Caxton tried to figure it out but her fatigued brain couldn't make sense of the name. "Why's that?" she finally asked.

"Because," DeForrest said, barely able to contain his mirth, "when you run over a hippy with this thing, extra chunky is about all that's left."

"Don't be gross," Captain Suzie said as DeForrest and Reynolds laughed in each other's faces. She turned to Caxton. "I'm sure that I'll have to do this about a hundred times today, but now, for the first time, I officially apologize for my men. Reynolds, have you forgotten how to drive a stick shift or are we waiting for the vampire to die of old age? Let's get moving!"

"Yes, Ma'am," Reynolds said, and he started up the armored vehicle with a noise like boulders falling down a mountainside. The Range Officer waved them off and started buttoning his shirt.

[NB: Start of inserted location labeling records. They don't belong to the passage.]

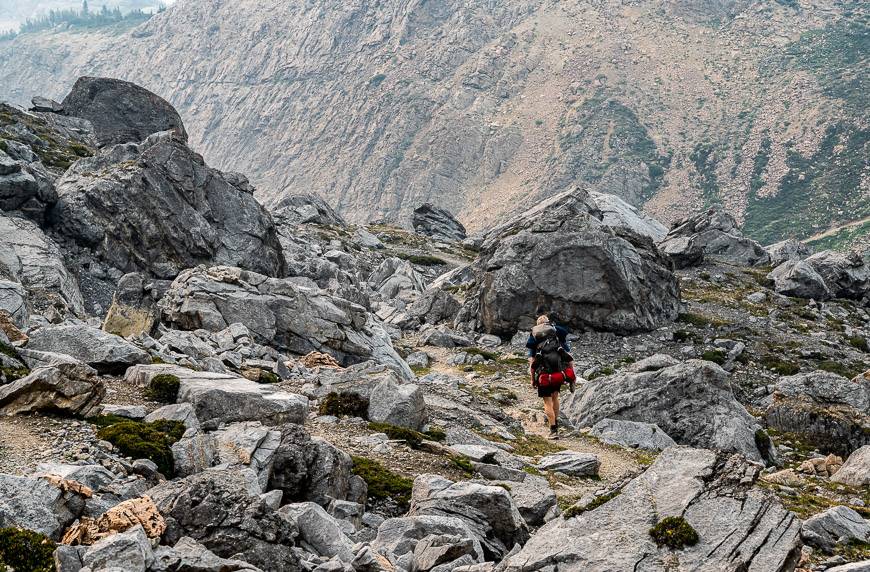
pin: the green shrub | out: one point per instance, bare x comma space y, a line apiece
780, 366
860, 343
26, 551
462, 463
140, 440
716, 356
674, 532
383, 483
682, 336
163, 388
576, 510
436, 433
345, 403
484, 353
422, 259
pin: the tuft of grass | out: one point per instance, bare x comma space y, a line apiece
26, 551
717, 356
163, 388
860, 343
422, 259
345, 403
383, 484
140, 440
484, 353
576, 510
780, 366
674, 532
462, 463
700, 320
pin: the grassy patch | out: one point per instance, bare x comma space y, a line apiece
700, 320
576, 510
462, 463
344, 404
716, 356
140, 440
674, 532
780, 366
26, 551
422, 259
383, 483
163, 388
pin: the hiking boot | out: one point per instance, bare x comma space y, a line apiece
554, 432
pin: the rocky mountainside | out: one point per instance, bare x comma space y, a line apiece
484, 108
180, 391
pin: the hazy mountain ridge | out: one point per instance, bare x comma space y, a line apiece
482, 108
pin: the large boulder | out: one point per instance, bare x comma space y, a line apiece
856, 470
847, 274
120, 111
70, 388
634, 434
798, 278
488, 511
219, 509
560, 256
38, 505
398, 538
715, 234
739, 527
307, 468
398, 404
35, 261
134, 307
305, 209
831, 411
616, 213
437, 223
789, 249
434, 306
219, 398
837, 525
692, 402
104, 351
280, 313
156, 207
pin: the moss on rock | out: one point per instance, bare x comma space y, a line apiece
25, 551
164, 388
674, 532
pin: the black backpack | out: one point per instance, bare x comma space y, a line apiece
548, 349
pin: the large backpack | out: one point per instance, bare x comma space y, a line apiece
548, 354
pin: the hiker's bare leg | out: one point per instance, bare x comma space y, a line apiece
548, 409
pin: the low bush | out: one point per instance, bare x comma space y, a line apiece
860, 343
716, 356
780, 366
345, 404
140, 440
25, 551
163, 388
383, 483
674, 532
422, 259
577, 510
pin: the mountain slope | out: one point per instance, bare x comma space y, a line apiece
483, 107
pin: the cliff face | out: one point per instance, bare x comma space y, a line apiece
483, 107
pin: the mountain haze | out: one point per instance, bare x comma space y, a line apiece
484, 107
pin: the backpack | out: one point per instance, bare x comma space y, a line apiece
548, 354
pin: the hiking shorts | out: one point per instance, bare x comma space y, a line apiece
549, 390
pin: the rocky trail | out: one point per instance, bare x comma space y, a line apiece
190, 381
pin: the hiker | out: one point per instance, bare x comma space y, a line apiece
550, 366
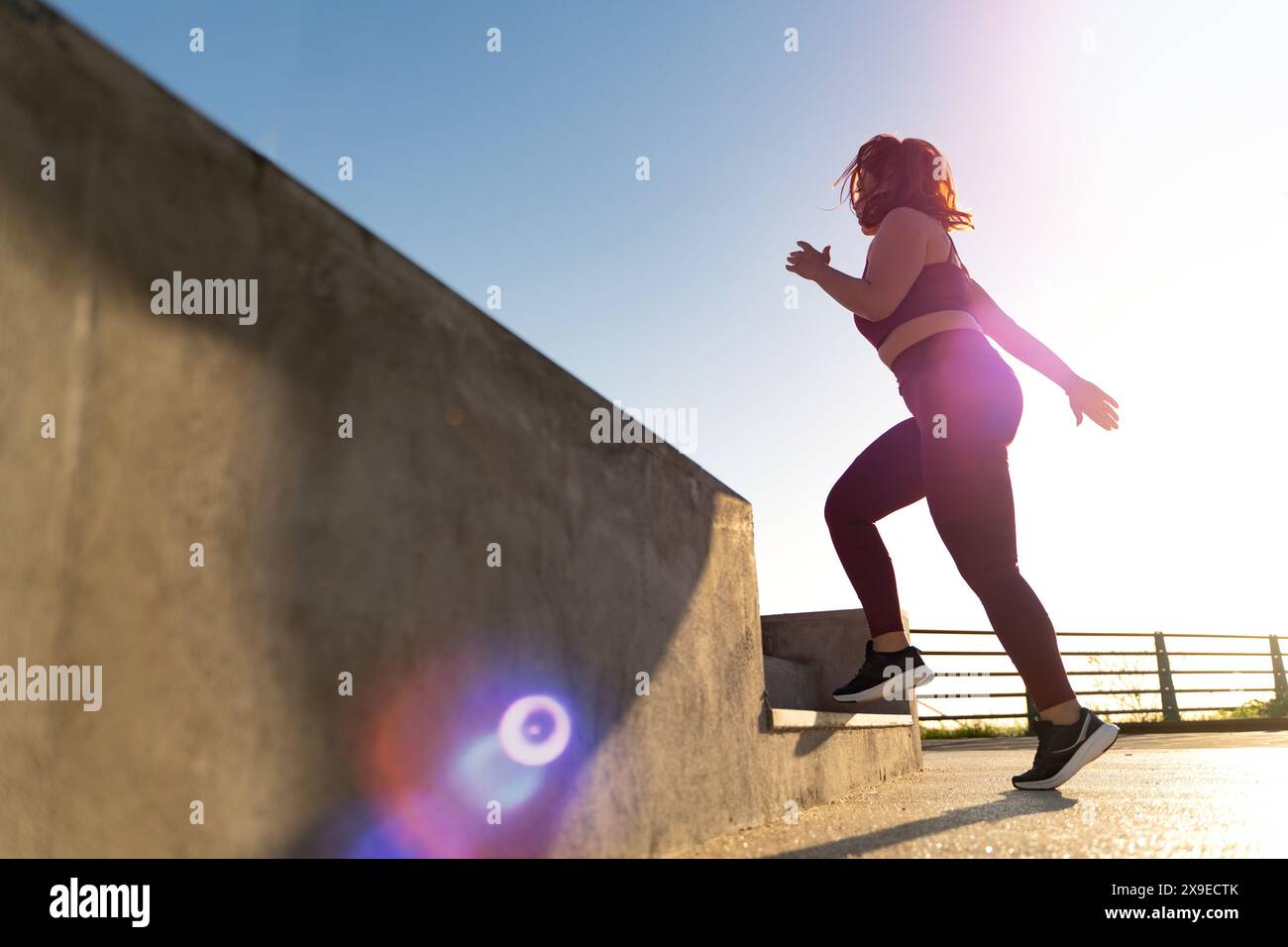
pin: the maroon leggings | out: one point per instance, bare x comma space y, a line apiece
966, 406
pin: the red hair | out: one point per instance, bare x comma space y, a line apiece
909, 172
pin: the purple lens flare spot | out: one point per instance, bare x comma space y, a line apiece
535, 731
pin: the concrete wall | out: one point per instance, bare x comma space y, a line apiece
323, 554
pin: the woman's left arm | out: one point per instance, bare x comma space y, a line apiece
896, 260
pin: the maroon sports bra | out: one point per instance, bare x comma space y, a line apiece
938, 286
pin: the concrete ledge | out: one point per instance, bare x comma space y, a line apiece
831, 720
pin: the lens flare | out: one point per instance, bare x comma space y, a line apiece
535, 731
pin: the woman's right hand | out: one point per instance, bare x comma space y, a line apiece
1087, 399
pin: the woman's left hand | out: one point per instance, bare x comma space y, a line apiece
1086, 399
807, 262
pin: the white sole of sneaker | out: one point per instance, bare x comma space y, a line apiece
1096, 744
897, 686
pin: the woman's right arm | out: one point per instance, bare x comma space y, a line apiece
1085, 398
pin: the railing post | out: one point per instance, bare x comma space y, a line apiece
1030, 714
1166, 689
1276, 663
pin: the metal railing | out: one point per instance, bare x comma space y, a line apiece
1168, 710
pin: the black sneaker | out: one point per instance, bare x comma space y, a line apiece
1064, 750
885, 674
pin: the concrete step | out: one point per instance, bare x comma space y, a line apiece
791, 684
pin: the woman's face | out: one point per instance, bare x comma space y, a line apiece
868, 185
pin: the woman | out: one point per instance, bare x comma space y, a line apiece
928, 321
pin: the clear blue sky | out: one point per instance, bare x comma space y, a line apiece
1081, 136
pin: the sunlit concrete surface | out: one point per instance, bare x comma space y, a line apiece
1203, 795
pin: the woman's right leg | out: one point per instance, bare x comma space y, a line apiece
884, 478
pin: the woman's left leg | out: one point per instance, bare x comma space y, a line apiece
967, 483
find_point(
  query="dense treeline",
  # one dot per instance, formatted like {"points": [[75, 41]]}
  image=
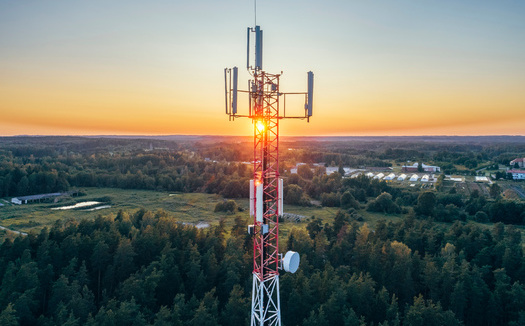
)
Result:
{"points": [[147, 269]]}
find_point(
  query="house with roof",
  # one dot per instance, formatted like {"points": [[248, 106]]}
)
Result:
{"points": [[517, 174], [519, 161], [426, 168]]}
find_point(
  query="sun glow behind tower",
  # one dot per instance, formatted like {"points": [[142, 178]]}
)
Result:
{"points": [[266, 188]]}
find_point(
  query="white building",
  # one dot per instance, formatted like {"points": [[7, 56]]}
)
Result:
{"points": [[16, 201], [426, 168], [520, 161], [391, 176], [414, 177], [517, 174], [379, 176]]}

They followed Arkeley's car onto the highway and settled in for the long ride to Kennett Square, which was all the way down by the border with Delaware. The armored vehicle's groaning and grunting engine noise made it impossible to speak and be heard inside the cabin but Caxton didn't mind so much. She could barely form a coherent sentence in her head, much less make one come out of her mouth. She had to hunch over against the door to look out the view-slit in her window, which meant exposing her bones to a constant jouncing vibration as the heavy truck ground over every minor imperfection in the roadway. Somehow she survived, though. She watched suburban lawns speed by, silver with frost and dark with fallen leaves. As they rolled out into more rural zones she let her eyes linger on the geometric regularity of farmers' fields or the shaking, surging rattle of dark tree branches that leaned close over the road.

Every time she closed her eyes she saw a death's head, and felt wriggling finger bones rattling in her hands. She saw Deanna covered in blood. She remembered what it was like to be hypnotized by a vampire, to feel as if she were drowning in death, as if the air had turned to glass and she were suspended inside of it. She reached up and touched Vesta Polder's amulet through the thick layers of nylon and kevlar of her ballistic vest.

As the sun began to climb up from behind the ridges, a lemon-colored sliver on the horizon, she began to feel a little better. She was taking action, taking up arms against the thing that was trying to kill her, which had nearly killed Deanna. Arkeley, when he heard she had requested to come along on this raid, had said absolutely not. While he had never expressly forbidden her he had thought, he told her, that he had made himself quite clear. He didn't want her endangered. He didn't think she could handle it.

She had told him about torturing a half-dead, how she had pulled the bastard's fingers off, and slowly, almost imperceptibly, he had come around. He'd never actually said it was alright, but he had stopped insisting she stay behind quite so strongly. It was as good as she was going to get, she knew.